Aharon Ben-Tal (Faculty of Data and Decision Sciences, Technion Israel Institute of Technology)
Title: An Algorithm for Maximizing a Convex
Function Based on its Minimum, and Beyond
Abstract: In this talk the COMAX algorithm for maximizing a convex
function over a convex feasible set (an NP-hard problem) is
proposed. The algorithm consists of two phases: in phase 1 a
feasible starting point is obtained that is used in a Gradient
Descent algorithm in phase 2. The main contribution of the paper
is connected to phase 1; five different methods are used to
approximate the original NP-hard problem of maximizing a convex
function (MCF) by a tractable convex optimization problem. All
the methods use the minimizer of the convex objective
function in their construction. The performance of the overall
algorithm is tested on a wide variety of MCF problems,
demonstrating its efficiency.
As a next step COMAX is used in the design of new algorithms of
optimizing a difference of convex functions.
Coralia Cartis (Mathematical Institute, University of Oxford)
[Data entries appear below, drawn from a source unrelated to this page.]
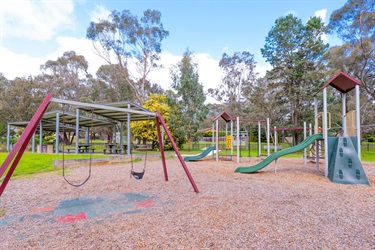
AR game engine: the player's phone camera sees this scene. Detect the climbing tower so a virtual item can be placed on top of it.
[328,137,370,185]
[322,72,370,185]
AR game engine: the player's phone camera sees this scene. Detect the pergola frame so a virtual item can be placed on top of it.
[0,94,199,196]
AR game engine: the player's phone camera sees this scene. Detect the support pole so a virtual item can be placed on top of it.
[273,126,277,153]
[126,104,132,156]
[236,117,240,163]
[267,118,270,156]
[303,122,307,165]
[341,93,347,137]
[55,112,59,154]
[7,123,10,152]
[0,94,52,197]
[120,122,124,150]
[75,108,79,154]
[355,84,362,160]
[156,111,199,193]
[155,116,168,181]
[216,119,219,161]
[323,88,328,177]
[258,122,262,160]
[31,132,35,153]
[39,122,43,153]
[211,122,217,160]
[230,120,233,155]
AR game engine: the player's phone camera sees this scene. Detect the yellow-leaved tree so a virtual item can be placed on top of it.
[130,93,171,149]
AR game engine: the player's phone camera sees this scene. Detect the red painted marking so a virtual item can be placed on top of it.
[55,212,87,223]
[134,200,155,208]
[30,206,55,213]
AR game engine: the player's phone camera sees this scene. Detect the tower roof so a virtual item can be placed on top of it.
[321,72,361,93]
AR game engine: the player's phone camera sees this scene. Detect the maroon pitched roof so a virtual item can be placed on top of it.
[212,111,235,123]
[321,72,361,93]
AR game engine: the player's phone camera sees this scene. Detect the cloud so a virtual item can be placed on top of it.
[149,52,222,91]
[285,10,298,16]
[1,0,74,41]
[90,4,111,22]
[0,47,47,80]
[315,9,327,22]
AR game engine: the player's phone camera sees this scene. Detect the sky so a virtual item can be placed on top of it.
[0,0,346,94]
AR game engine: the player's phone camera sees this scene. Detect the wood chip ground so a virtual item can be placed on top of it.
[0,158,375,249]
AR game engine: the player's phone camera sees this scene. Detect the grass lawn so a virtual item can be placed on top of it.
[0,142,375,179]
[0,152,108,179]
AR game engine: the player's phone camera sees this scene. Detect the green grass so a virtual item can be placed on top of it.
[0,142,375,179]
[0,152,108,179]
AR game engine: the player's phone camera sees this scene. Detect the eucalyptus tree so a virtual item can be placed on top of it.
[86,10,169,105]
[36,51,91,101]
[261,14,329,145]
[327,0,375,102]
[0,76,45,122]
[208,51,257,116]
[170,49,208,150]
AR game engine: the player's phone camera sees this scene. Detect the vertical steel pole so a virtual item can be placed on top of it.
[216,119,219,161]
[55,112,59,154]
[323,88,329,177]
[7,123,10,152]
[355,84,362,160]
[31,132,35,153]
[39,122,43,153]
[267,118,270,156]
[258,122,262,160]
[75,108,79,154]
[211,122,217,159]
[155,116,168,181]
[273,126,277,153]
[237,117,241,163]
[341,93,347,137]
[303,122,307,165]
[230,120,233,155]
[126,104,132,156]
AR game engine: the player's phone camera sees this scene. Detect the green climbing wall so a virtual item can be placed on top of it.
[328,137,370,185]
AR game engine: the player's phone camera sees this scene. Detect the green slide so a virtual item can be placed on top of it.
[234,134,323,173]
[184,146,216,161]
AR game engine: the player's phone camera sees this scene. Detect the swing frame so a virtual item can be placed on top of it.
[0,94,199,197]
[62,104,94,187]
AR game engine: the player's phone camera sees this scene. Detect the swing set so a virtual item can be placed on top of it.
[0,94,199,196]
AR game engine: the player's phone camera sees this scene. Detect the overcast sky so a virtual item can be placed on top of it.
[0,0,346,90]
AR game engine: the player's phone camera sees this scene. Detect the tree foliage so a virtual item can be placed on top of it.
[170,49,208,150]
[86,10,169,104]
[208,51,257,116]
[131,93,171,147]
[327,0,375,101]
[36,51,91,101]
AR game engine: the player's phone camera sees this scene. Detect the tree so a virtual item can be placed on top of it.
[170,49,208,151]
[208,51,257,116]
[261,14,328,145]
[131,93,170,148]
[0,77,45,123]
[327,0,375,101]
[86,10,169,105]
[36,51,91,101]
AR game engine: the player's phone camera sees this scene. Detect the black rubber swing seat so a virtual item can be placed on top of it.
[131,171,145,180]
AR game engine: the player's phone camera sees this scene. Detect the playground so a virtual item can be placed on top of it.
[0,157,375,249]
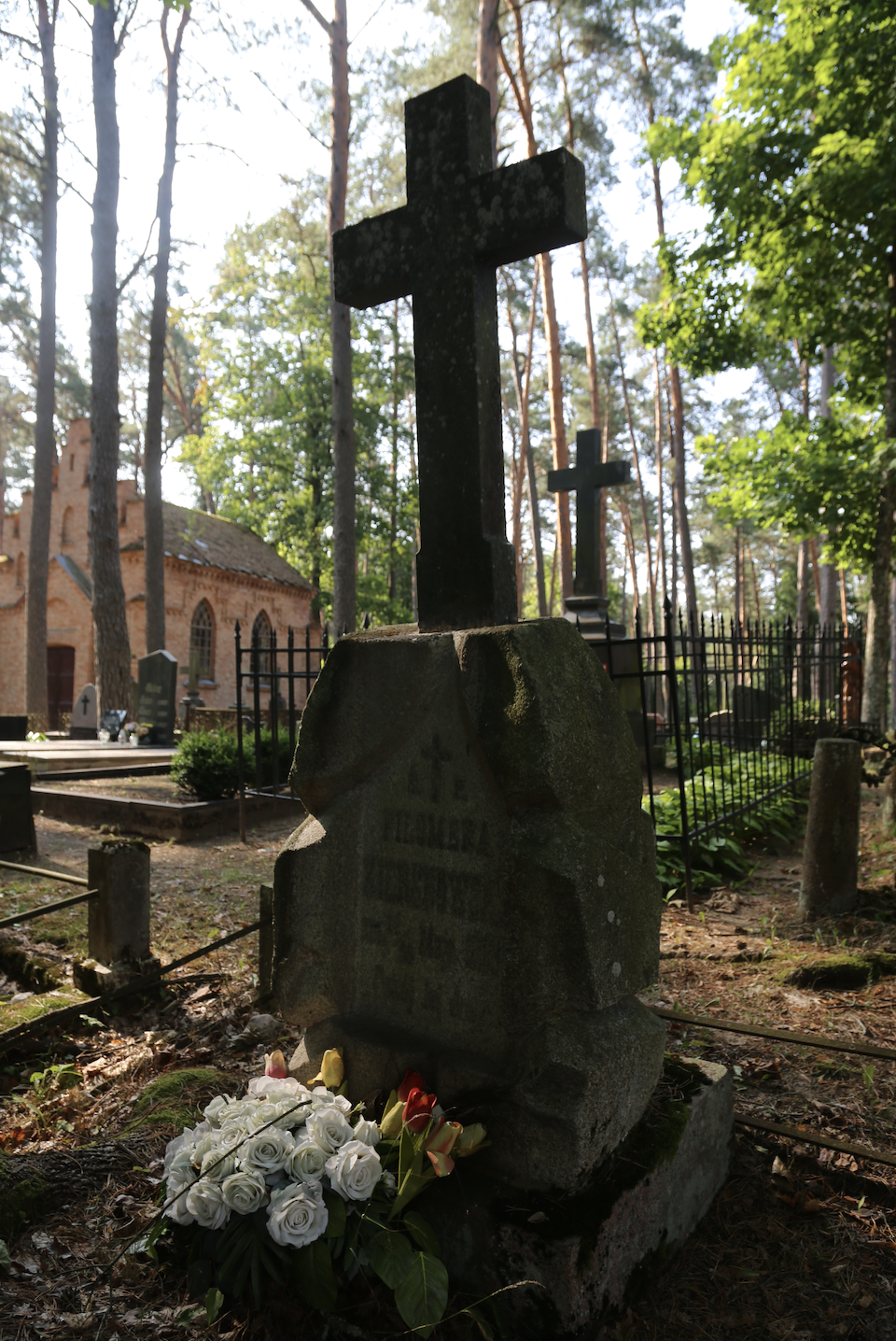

Title: Tensor methods for nonconvex optimization
Abstract: We consider the advantages of having and incorporating higher- (than second-) order derivative information inside regularization frameworks, generating higher-order regularization algorithms that have better complexity, universal properties and can certify higher-order criticality of candidate solutions. We discuss practical implementations of some of these methods, which involve the challenging solution of polynomial subproblems. Theoretical and numerical results for the latter will be presented.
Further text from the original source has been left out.